Right at the beginning of my career, and I have read my share of inspirational volumes on why great teaching matters. Shall I be brave and admit that the first reform minded education writing I stumbled upon, in the beginning of high school, when I was browsing through nonfiction at the local library, was Savage Inequalities, THE Jonathan Kozol book to end all Jonathan Kozol books?

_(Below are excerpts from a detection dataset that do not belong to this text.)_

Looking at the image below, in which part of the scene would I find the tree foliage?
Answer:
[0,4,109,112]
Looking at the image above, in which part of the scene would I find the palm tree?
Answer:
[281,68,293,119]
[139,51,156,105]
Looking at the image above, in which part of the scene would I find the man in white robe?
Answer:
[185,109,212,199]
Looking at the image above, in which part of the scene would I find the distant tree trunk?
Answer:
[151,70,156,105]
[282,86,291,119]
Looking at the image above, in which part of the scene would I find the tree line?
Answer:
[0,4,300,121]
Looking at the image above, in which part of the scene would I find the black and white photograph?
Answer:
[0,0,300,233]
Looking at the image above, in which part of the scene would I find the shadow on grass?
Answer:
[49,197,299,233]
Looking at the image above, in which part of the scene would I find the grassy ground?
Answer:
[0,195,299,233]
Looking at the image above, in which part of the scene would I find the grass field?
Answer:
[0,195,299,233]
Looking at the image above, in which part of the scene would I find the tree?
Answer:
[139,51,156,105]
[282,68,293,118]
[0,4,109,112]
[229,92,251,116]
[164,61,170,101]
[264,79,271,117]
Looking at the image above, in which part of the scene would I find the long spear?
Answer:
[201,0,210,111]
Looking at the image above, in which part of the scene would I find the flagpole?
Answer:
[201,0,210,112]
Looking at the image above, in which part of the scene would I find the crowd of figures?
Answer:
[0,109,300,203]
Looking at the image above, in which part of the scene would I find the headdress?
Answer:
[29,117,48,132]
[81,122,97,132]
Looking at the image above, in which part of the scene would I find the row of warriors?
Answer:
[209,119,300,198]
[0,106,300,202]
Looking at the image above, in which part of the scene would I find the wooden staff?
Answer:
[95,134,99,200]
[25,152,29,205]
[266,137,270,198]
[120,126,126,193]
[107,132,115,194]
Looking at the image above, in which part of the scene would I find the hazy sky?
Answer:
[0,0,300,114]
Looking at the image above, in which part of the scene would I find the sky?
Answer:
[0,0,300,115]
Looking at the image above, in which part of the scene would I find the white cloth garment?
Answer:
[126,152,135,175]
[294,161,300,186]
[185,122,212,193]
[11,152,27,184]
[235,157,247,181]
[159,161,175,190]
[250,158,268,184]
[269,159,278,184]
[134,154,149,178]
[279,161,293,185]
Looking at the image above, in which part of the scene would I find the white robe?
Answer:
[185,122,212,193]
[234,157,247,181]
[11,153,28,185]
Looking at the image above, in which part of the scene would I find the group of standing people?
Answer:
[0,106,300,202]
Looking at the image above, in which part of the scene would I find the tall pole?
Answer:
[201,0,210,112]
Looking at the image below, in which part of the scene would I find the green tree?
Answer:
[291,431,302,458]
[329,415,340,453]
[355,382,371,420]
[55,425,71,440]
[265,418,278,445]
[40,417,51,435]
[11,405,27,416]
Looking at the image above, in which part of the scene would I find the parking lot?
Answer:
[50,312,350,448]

I wonder about my reaction then, since now that I look back upon it, I find that text quite depressing. Kozol is a moving storyteller, and the stories of the schools and students that he profiles are tragic ones; it was written in no way that a teenager might suppose would call a society to action.

Right.

But, maybe what is beautiful is that it moves individuals to care, even just a little bit more than they used to, about what is happening to public schools in the United States. It certainly have that effect on me. Enough to motivate me to go to college planning to study education reform...

More to come.

10 June 2005

not an arbitrary interest

When I was in the eighth grade, I thought that grown-up work was going to be filling out worksheets and making decisions involving multiple choices. It would be a place where you were denied resources and respect because of your race, class and gender, since that was what happened year after year as well-to-do white folks voted down the school budget of our tiny district and shipped their kids off to Catholic school.

Unfortunately, in the eighth grade, no one was talking to me about race and class and gender, so I spent most of my time pissy and alienated, scribbling in my journal about how foolish folks were screwing up the environment and taking away the rights of animals.

It is a radical leap to be a public school student and really understand and accept that your school is lying to you, filling you with toxic fear and laziness, turning you into a ready consumer, an employee, a soldier, a criminal -- anything but a freethinking, active mind.

Well, now I know the truth.

And don't they say, the truth shall set you free?